Meet graduating sustainability master’s student Anthony Contento

Anthony Contento stands near a sign for his business, Contento RecyclingLast summer, we did a Q&A with Anthony Contento, a Master of Sustainability Leadership student in the School of Sustainability. Now that he just graduated with a few more accomplishments under his belt, we thought it was time to do a follow-up interview to learn about his capstone project and hear reflections about his experience with the program. Question: Can you tell us about your capstone project? Answer: My capstone project highlighted a new business venture into construction and demolition debris recycling. This new business was designed to complement my current business, which serves Central New York with scrap metal recycling, hauling and demolition services. The C&D recycling center has since been built and is fully outfitted and staffed. Contento Recycling LLC accepts unprocessed construction and demolition debris, sorts, processes and recycles whatever possible. The residual debris is processed in a horizontal grinder and made into a beneficial use material for local landfills. The purpose of the project is to divert as much material from the landfill stream as possible.

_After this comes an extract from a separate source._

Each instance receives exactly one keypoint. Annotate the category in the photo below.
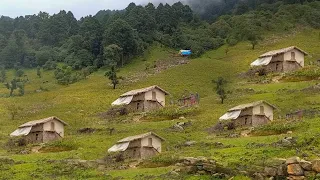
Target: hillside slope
(79, 104)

Contento Recycling breaks ground in May 2018. From left: Jerri Ann Cirino, Principal Owner; New York State Senator Jim Seward; City of Cortland Mayor Brian Tobin; Anthony Contento; Anthony’s father Jerry Contento; and Director of Cortland County Business Development Corp. Garry VanGorder.
Q: We heard you won a grant related to sustainability and Contento Recycling — what is the grant and what will it allow you to do? A: I applied for two New York State grants to help get Contento Recycling started and was awarded both. Both grants were awarded based on our substantial investment into a new business and new jobs associated with the beginning of the business. The project I designed qualified us for up to $245,000, and of that I have received $100,000 so far in funding. Q: What was your favorite part of the Master of Sustainability Leadership program? A: My favorite part about the MSL degree was being able to take the concepts that we were studying and directly apply them to my business as I started it from scratch. It was tremendously helpful to apply things like the triple-bottom line business ideology to my business as I made day to day decisions. I would learn about something while completing my MSL course work and it would spark an idea for my business. Q: What have been some of your biggest takeaways from the program? A: I would have to say the biggest takeaway I have from the MSL degree is that sustainability is about breaking down barriers of what is and is not possible. Challenging the status quo and embracing a problem solving mentality liberates you and gives you the potential to accomplish anything. This is apparent through the people and organizations that we have studied throughout the MSL degree. Q: How did you balance your classes with your work/personal life? A: Balancing work, classes and a personal life was a major challenge for me. Being a private business owner you really don’t have set hours. Some days you may work eight hours; some days it might be double that. There were several days that I literally spent the night at my office because I had so much to do between work and my course work. That being said, every hour of extra time I put in has eventually paid dividends in one way or another.